Et pour exprimer de telles idées, il faut un langage musical formidablement inventif, qui traite l'orchestre de manière tout à fait unique, en lui donnant la possibilité d'offrir aux auditeurs plusieurs strates sonores. Celles qui proposent le temps strié, selon la terminologie de Pierre Boulez appliquée à Stravinski, particulièrement marqué et lié au temps "terrestre", le temps lisse, fait de ce chromatisme qui caractérise bien l'harmonie de Tristan et Isolde et le temps plat, qui, par ses longues notes tenues (souvent aux cuivres), donnent l'illusion de l'abolition même du temps. Passer du temps au non-temps, voilà le programme de Parsifal et l'ultime réalisation des théories de Schopenhauer, de l’œuvre la plus aboutie du compositeur.

Lors de ma conférence, j'ai utilisé, sans l'annoncer, une version qui figure certes au panthéon des légendaires versions de Parsifal, mais pas de celles qu'on adule bien souvent. L'enthousiasme des auditeurs face à ces extraits m'a conforté dans l'idée que les jugements de valeur sont bien souvent contredits par les écoutes "à l'aveugle". Il s'agissait de la version en studio de Parsifal par Georg Solti publiée par DECCA en 1972 ainsi que de l'enregistrement de l'Enchantement du Vendredi Saint, dans sa version seulement orchestrale, de l'Orchestre philharmonique de Munich dirigé par Sergiu Celibidacheéditée chez EMI.

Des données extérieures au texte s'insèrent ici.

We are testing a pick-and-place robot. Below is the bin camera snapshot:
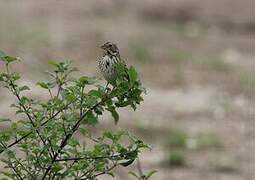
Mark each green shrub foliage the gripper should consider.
[0,52,147,180]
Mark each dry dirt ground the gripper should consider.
[0,0,255,180]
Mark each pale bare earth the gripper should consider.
[0,0,255,180]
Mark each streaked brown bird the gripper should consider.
[98,42,125,85]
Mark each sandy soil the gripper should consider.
[0,0,255,180]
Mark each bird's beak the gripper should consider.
[100,44,105,50]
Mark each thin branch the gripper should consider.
[56,152,124,162]
[0,102,72,154]
[9,163,24,180]
[42,99,106,180]
[82,162,118,180]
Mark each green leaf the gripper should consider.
[0,50,6,60]
[128,171,139,179]
[128,66,138,84]
[77,76,96,87]
[144,170,158,180]
[19,86,30,91]
[120,158,135,167]
[0,56,18,64]
[86,111,98,126]
[89,89,103,98]
[36,82,49,89]
[106,107,119,124]
[0,118,11,122]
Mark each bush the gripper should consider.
[0,52,151,180]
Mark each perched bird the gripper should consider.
[98,42,125,85]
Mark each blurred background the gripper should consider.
[0,0,255,180]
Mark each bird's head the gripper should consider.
[101,42,119,56]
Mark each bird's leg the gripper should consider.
[105,82,109,93]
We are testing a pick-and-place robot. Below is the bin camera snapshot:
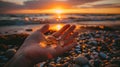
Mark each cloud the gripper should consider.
[0,1,24,13]
[75,0,120,8]
[24,0,98,9]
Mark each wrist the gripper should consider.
[5,53,34,67]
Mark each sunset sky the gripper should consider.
[0,0,120,14]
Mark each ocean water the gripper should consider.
[0,14,120,35]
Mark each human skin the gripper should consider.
[4,24,78,67]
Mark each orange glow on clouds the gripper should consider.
[7,8,120,14]
[50,24,63,31]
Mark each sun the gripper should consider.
[55,9,63,14]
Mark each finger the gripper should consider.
[53,24,70,37]
[37,24,49,33]
[61,25,76,40]
[63,42,77,51]
[64,32,78,46]
[26,25,49,43]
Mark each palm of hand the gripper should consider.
[20,25,78,63]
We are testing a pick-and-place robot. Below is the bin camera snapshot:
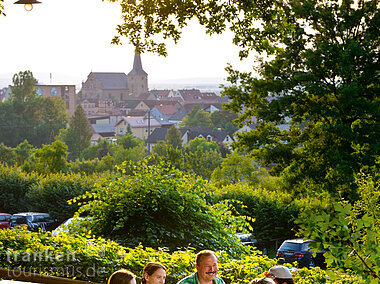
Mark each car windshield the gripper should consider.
[280,242,302,251]
[10,216,27,224]
[33,215,52,222]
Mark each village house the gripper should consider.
[35,83,77,115]
[81,54,148,102]
[115,116,161,140]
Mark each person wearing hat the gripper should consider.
[249,277,276,284]
[269,265,294,284]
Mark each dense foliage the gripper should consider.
[0,166,95,222]
[108,0,380,200]
[57,105,92,160]
[214,184,306,244]
[74,161,249,254]
[0,229,364,284]
[0,71,68,147]
[211,151,275,188]
[298,174,380,283]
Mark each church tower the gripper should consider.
[127,53,148,98]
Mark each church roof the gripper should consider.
[128,53,148,76]
[92,72,128,90]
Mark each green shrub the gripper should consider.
[0,165,39,214]
[214,184,318,242]
[0,229,364,284]
[74,161,249,253]
[26,173,95,222]
[70,158,100,175]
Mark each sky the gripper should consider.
[0,0,255,88]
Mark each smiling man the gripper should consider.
[177,250,224,284]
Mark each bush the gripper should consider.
[214,184,324,242]
[26,174,95,222]
[74,161,248,253]
[0,229,364,284]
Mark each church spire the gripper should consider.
[128,53,148,75]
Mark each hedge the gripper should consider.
[0,229,364,284]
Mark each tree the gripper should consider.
[165,125,182,149]
[116,134,144,149]
[211,152,269,186]
[75,161,249,254]
[0,71,68,147]
[211,109,238,133]
[34,140,68,174]
[108,0,380,199]
[15,140,33,166]
[180,105,212,128]
[298,174,380,283]
[184,137,223,179]
[57,105,92,160]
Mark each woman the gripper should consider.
[142,262,166,284]
[107,269,136,284]
[249,277,275,284]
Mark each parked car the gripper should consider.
[276,239,326,268]
[9,212,58,231]
[51,217,85,236]
[0,213,12,229]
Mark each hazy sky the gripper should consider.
[0,0,249,87]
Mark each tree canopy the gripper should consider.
[57,105,92,160]
[108,0,380,198]
[0,71,68,147]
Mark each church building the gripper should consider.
[82,54,148,103]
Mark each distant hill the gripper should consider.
[0,72,229,94]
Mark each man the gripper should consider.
[177,250,224,284]
[269,265,294,284]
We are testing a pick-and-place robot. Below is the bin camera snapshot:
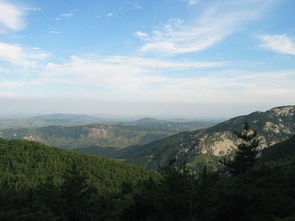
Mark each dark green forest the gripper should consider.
[0,125,295,221]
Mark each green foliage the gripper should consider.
[222,123,260,176]
[0,133,295,221]
[0,139,159,220]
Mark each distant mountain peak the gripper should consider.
[269,105,295,116]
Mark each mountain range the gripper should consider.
[0,115,215,152]
[116,106,295,169]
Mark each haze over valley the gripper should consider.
[0,0,295,221]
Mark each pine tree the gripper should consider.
[222,123,260,176]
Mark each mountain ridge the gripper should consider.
[122,105,295,169]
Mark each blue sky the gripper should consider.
[0,0,295,118]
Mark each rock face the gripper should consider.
[124,106,295,169]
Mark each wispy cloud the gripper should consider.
[0,0,24,31]
[185,0,200,5]
[60,12,74,17]
[107,12,115,17]
[0,42,50,66]
[260,34,295,55]
[128,2,142,10]
[49,30,62,35]
[24,8,42,12]
[138,0,274,55]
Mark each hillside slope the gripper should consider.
[0,117,214,149]
[0,139,159,221]
[120,106,295,169]
[260,135,295,163]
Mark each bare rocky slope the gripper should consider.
[118,106,295,169]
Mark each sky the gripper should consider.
[0,0,295,119]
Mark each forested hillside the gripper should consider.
[119,106,295,169]
[0,115,215,150]
[0,136,295,221]
[0,139,159,220]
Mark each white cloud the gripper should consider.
[49,30,62,35]
[0,0,24,31]
[24,8,42,12]
[107,12,115,17]
[260,35,295,55]
[139,0,274,55]
[128,2,142,10]
[60,12,74,17]
[0,42,49,66]
[134,31,148,40]
[186,0,200,5]
[30,56,295,104]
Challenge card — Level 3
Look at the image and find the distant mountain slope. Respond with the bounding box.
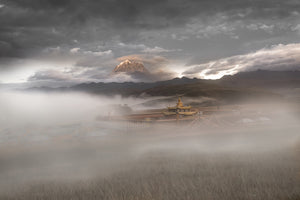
[113,60,149,73]
[28,70,300,99]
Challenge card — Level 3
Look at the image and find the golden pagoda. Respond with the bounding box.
[163,98,197,116]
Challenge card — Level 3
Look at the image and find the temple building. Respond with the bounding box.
[163,98,197,116]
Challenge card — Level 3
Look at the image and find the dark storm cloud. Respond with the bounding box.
[182,44,300,77]
[0,0,300,56]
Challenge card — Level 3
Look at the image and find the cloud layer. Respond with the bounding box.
[0,0,300,81]
[183,43,300,78]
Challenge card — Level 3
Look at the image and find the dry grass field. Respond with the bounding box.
[0,124,300,200]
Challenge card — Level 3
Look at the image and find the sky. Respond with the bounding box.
[0,0,300,85]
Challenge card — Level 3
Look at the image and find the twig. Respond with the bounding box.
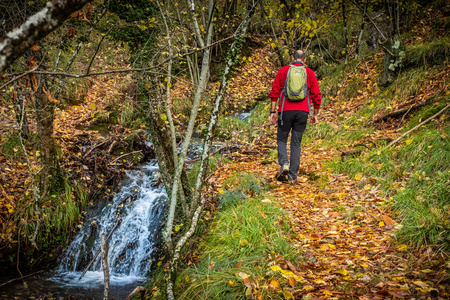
[78,218,122,280]
[109,150,142,165]
[0,270,45,287]
[127,286,147,300]
[370,81,447,124]
[0,66,38,90]
[16,227,23,278]
[386,104,450,148]
[86,27,114,75]
[30,35,235,78]
[100,231,109,300]
[186,146,229,164]
[83,139,111,158]
[252,123,270,145]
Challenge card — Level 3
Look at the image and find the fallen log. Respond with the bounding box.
[127,286,147,300]
[386,104,450,148]
[370,83,447,124]
[78,218,122,280]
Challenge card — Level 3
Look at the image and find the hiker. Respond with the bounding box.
[270,50,322,183]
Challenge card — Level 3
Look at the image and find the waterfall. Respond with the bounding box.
[53,162,168,286]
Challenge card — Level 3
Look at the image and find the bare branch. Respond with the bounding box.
[0,66,38,90]
[0,0,92,72]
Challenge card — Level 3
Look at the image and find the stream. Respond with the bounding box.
[0,161,168,299]
[0,113,250,299]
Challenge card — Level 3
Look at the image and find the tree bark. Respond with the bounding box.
[34,79,61,198]
[0,0,92,72]
[163,0,215,250]
[101,232,109,300]
[148,96,192,206]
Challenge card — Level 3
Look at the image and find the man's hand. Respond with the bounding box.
[311,115,317,126]
[269,113,278,125]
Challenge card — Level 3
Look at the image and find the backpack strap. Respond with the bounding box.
[280,65,293,126]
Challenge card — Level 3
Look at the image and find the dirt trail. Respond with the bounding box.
[212,126,450,299]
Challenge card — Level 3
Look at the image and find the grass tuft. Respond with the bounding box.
[406,36,450,67]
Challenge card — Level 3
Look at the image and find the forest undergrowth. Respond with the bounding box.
[149,21,450,299]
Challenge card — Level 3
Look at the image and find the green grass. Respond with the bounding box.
[405,36,450,67]
[149,173,297,299]
[1,133,23,159]
[176,194,293,299]
[328,123,450,251]
[187,153,228,187]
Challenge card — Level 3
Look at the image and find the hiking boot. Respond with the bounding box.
[287,174,297,184]
[275,165,289,181]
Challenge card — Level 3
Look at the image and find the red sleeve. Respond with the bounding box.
[270,68,284,102]
[308,69,322,109]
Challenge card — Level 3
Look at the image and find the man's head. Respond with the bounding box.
[292,50,306,63]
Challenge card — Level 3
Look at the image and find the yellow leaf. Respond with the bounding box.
[245,286,253,297]
[314,279,327,284]
[397,244,408,251]
[303,285,314,291]
[283,290,295,300]
[288,276,297,287]
[280,270,294,276]
[413,280,428,289]
[270,280,280,289]
[334,269,348,276]
[239,239,248,247]
[270,265,283,271]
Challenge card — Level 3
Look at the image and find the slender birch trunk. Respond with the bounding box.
[163,0,214,251]
[166,0,258,300]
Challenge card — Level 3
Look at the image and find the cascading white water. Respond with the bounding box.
[49,162,168,287]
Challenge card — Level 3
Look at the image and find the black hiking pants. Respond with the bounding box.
[277,110,309,179]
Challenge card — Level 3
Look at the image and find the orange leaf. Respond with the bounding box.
[381,215,394,226]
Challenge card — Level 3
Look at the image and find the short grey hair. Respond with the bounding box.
[292,50,306,60]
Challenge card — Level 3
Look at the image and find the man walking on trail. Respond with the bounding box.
[270,50,322,183]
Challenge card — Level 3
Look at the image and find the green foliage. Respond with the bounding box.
[187,154,222,187]
[21,178,87,265]
[223,172,262,196]
[342,77,364,99]
[405,36,450,67]
[1,133,23,159]
[329,123,450,251]
[175,196,294,299]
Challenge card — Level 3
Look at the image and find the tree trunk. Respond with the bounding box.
[100,232,109,300]
[34,82,62,198]
[342,0,348,64]
[148,96,192,204]
[0,0,92,72]
[15,86,30,139]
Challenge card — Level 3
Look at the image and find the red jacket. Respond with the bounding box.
[270,62,322,112]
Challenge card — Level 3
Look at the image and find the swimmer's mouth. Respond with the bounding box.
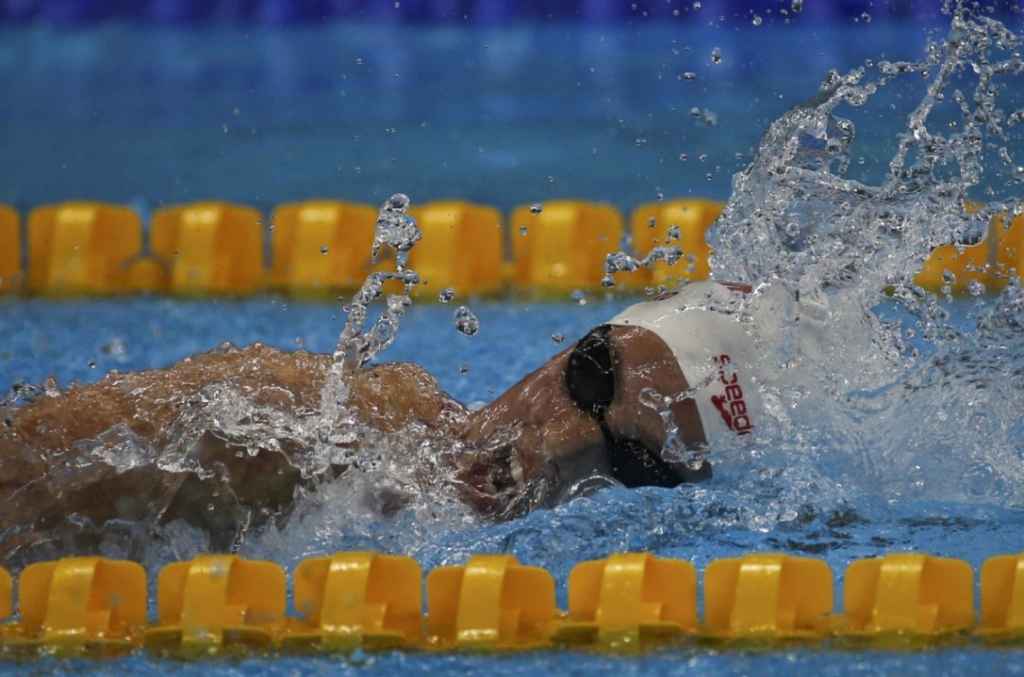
[459,445,546,518]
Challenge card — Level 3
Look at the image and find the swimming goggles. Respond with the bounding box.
[565,325,684,488]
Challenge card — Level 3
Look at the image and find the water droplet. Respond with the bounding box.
[452,305,480,336]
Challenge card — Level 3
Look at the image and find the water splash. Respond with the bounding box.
[317,193,423,456]
[709,7,1024,506]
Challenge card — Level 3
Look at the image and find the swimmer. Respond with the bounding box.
[0,282,759,562]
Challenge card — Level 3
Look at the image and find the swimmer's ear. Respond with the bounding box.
[676,461,711,483]
[565,327,615,418]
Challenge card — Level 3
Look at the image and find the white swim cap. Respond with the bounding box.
[606,282,763,441]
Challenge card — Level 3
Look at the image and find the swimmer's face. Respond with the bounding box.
[462,327,703,514]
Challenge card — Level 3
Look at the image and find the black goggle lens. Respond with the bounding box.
[565,326,615,419]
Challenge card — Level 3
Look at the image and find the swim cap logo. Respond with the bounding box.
[711,354,754,435]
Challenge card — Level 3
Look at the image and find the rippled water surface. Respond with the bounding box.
[0,2,1024,674]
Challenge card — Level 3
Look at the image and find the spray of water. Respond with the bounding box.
[317,193,423,456]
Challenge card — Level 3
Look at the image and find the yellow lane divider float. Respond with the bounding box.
[0,199,1024,298]
[0,552,1024,655]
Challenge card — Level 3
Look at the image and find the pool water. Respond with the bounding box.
[0,2,1024,675]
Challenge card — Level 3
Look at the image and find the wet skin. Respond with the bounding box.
[0,327,703,562]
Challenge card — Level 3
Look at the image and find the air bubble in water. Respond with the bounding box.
[452,305,480,336]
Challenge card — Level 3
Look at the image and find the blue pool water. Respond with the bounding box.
[0,3,1024,676]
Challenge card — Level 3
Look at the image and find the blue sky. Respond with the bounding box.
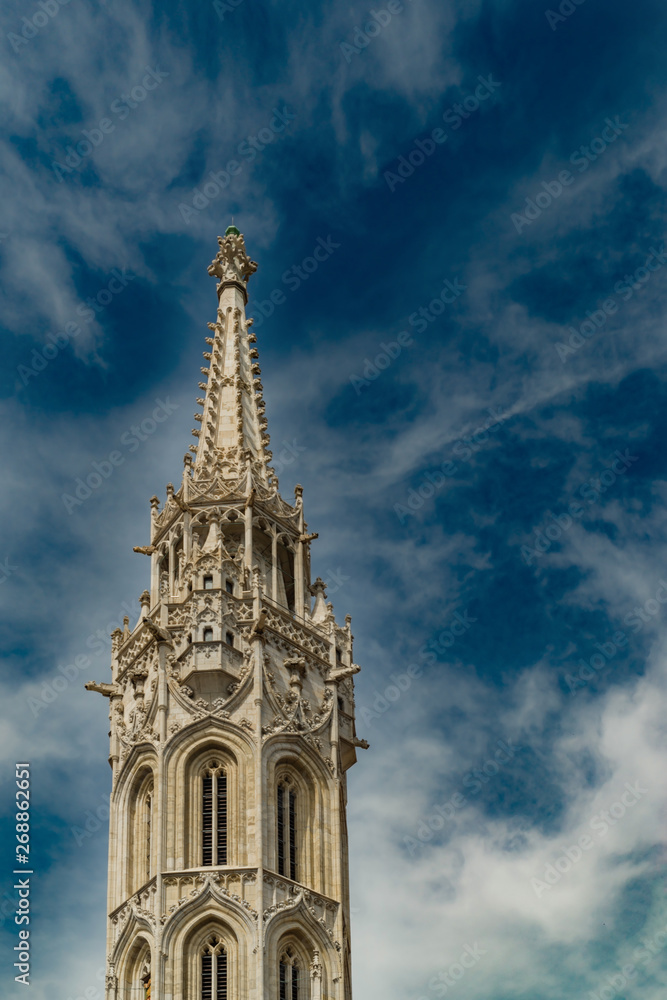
[0,0,667,1000]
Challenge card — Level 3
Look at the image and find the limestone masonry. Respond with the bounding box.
[86,226,367,1000]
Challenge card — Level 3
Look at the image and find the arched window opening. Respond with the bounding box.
[276,777,297,881]
[144,785,153,882]
[278,947,309,1000]
[202,760,227,865]
[200,935,227,1000]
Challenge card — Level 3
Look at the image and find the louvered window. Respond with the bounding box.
[202,761,227,865]
[276,778,298,881]
[278,945,309,1000]
[200,936,227,1000]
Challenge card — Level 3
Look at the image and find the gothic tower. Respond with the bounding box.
[86,226,367,1000]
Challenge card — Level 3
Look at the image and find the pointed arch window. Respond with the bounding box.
[144,784,153,882]
[201,760,227,864]
[278,947,308,1000]
[199,935,227,1000]
[276,777,298,880]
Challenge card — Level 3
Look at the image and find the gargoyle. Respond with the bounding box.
[144,618,172,646]
[171,493,193,514]
[85,681,119,698]
[250,608,268,635]
[327,663,361,681]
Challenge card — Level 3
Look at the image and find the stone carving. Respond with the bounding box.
[207,233,257,288]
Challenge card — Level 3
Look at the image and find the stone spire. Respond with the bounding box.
[190,226,278,487]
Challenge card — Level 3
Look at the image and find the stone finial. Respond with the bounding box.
[208,234,257,289]
[111,628,123,654]
[139,590,151,618]
[310,576,327,624]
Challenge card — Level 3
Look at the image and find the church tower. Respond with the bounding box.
[86,226,367,1000]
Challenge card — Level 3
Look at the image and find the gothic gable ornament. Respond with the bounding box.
[86,226,366,1000]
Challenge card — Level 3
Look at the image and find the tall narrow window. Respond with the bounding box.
[278,785,285,875]
[200,935,227,1000]
[276,778,297,881]
[289,791,296,881]
[202,761,227,865]
[202,774,213,865]
[216,771,227,865]
[278,945,308,1000]
[144,788,153,882]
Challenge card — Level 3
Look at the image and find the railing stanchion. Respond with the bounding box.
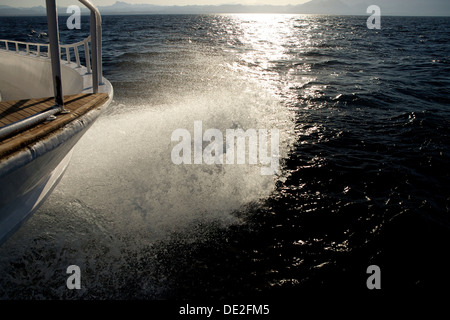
[46,0,64,107]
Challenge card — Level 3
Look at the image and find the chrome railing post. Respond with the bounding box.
[79,0,103,93]
[45,0,64,106]
[91,11,98,93]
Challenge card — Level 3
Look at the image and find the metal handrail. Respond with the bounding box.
[0,36,92,73]
[78,0,103,93]
[0,0,103,96]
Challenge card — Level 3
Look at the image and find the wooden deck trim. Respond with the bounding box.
[0,93,109,161]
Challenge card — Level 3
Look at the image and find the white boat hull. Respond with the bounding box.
[0,98,111,245]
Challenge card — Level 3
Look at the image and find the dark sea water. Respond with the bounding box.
[0,15,450,300]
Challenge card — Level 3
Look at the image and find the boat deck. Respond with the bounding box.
[0,93,109,160]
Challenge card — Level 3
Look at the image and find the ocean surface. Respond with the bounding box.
[0,14,450,300]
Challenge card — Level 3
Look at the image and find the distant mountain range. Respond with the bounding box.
[0,0,450,16]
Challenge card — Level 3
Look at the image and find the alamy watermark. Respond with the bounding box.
[66,5,81,30]
[366,264,381,290]
[171,121,279,175]
[66,264,81,290]
[366,5,381,29]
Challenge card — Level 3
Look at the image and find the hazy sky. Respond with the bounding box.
[0,0,309,7]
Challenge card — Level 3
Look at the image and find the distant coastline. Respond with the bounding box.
[0,0,450,16]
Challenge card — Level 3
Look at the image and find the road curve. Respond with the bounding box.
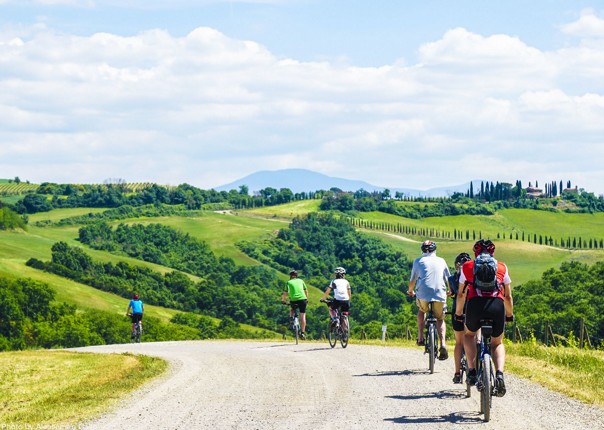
[76,341,604,430]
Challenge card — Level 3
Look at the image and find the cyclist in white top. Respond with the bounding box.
[407,240,451,360]
[320,267,352,319]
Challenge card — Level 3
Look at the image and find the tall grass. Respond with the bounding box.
[0,351,167,428]
[506,338,604,406]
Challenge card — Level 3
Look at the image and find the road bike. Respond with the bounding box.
[459,349,472,397]
[128,314,143,343]
[321,299,350,348]
[424,302,438,373]
[476,319,496,422]
[284,303,302,345]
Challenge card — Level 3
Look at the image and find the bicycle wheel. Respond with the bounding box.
[340,316,350,348]
[428,324,436,373]
[460,351,472,397]
[480,354,493,422]
[294,317,300,345]
[327,321,338,348]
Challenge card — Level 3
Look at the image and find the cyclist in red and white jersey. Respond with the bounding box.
[455,239,514,397]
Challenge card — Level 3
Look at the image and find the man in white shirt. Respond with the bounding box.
[407,240,451,360]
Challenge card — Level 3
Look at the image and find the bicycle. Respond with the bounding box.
[321,299,350,348]
[459,349,472,397]
[476,319,496,422]
[128,314,143,343]
[424,302,438,373]
[283,303,302,345]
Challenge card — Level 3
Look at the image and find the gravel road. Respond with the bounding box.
[78,341,604,430]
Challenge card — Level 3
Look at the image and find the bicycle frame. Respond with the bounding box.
[424,302,438,373]
[287,303,301,345]
[325,300,350,348]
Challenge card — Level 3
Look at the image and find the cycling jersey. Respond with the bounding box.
[459,260,512,300]
[128,299,144,314]
[410,252,451,302]
[283,278,307,302]
[329,278,350,301]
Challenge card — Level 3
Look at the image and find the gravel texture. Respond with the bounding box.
[78,341,604,430]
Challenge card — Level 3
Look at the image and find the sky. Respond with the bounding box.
[0,0,604,195]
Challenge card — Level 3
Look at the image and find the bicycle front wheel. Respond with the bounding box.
[340,317,350,348]
[428,324,436,373]
[327,321,338,348]
[480,354,494,422]
[294,318,300,345]
[460,351,472,397]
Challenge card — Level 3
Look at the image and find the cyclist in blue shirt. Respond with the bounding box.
[126,294,145,336]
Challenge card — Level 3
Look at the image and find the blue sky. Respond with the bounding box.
[0,0,604,194]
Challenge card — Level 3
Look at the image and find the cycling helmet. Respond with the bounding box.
[455,252,472,266]
[474,239,495,256]
[422,240,436,252]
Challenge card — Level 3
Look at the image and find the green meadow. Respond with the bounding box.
[0,200,604,425]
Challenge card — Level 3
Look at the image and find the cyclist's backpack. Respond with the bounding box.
[474,252,499,295]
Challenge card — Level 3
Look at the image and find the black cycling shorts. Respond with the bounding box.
[290,300,308,314]
[130,314,143,324]
[451,300,467,331]
[466,297,505,337]
[329,299,350,312]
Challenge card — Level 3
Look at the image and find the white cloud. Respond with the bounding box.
[0,17,604,192]
[560,9,604,38]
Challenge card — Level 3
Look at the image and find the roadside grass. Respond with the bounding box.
[506,340,604,407]
[0,351,167,428]
[350,339,604,407]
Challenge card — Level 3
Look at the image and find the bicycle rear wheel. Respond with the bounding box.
[460,351,472,397]
[340,316,350,348]
[480,354,494,422]
[428,324,436,373]
[327,321,338,348]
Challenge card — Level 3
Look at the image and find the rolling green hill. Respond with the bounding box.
[0,200,604,340]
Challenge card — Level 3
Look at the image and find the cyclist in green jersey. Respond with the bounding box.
[281,270,308,339]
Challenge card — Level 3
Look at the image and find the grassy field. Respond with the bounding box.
[0,351,167,428]
[0,200,604,425]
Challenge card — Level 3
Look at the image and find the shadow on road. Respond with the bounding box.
[386,390,467,400]
[353,369,430,376]
[384,412,483,424]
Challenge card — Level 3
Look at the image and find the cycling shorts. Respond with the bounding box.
[466,297,505,337]
[451,300,467,331]
[290,300,308,314]
[415,299,447,321]
[329,299,350,312]
[130,314,143,324]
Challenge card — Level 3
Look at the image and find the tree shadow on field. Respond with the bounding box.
[384,412,483,425]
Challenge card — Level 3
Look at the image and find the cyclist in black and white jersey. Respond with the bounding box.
[320,267,352,320]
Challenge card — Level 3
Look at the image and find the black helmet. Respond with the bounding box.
[474,239,495,257]
[422,240,436,252]
[455,252,472,266]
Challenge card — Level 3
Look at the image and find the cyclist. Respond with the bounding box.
[455,239,514,397]
[407,240,451,360]
[449,252,472,384]
[281,270,308,339]
[319,267,352,321]
[126,293,145,338]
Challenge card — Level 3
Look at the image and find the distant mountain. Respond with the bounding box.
[215,169,481,197]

Le Parsifal de 1951 à Bayreuth par Knappertsbusch est une légende. Il a été le grand chef de Parsifal depuis la réouverture de Bayreuth après la guèrre et en est resté le maître pendant plus de dix ans. Par sa distribution prestigieuse, tous les grands chanteurs wagnériens de l’époque étaient présents :  W. Windgassen (Parsifal), M. Mödl (Kundry), L. Weber (Gurnemanz) et G. London (Amfortas). C’est aussi la prise de pouvoir du grand chef à Bayreuth cette année là. Tous ces éléments rendent cette édition (TELDEC) indispensable à toute discothèque wagnérienne de choix.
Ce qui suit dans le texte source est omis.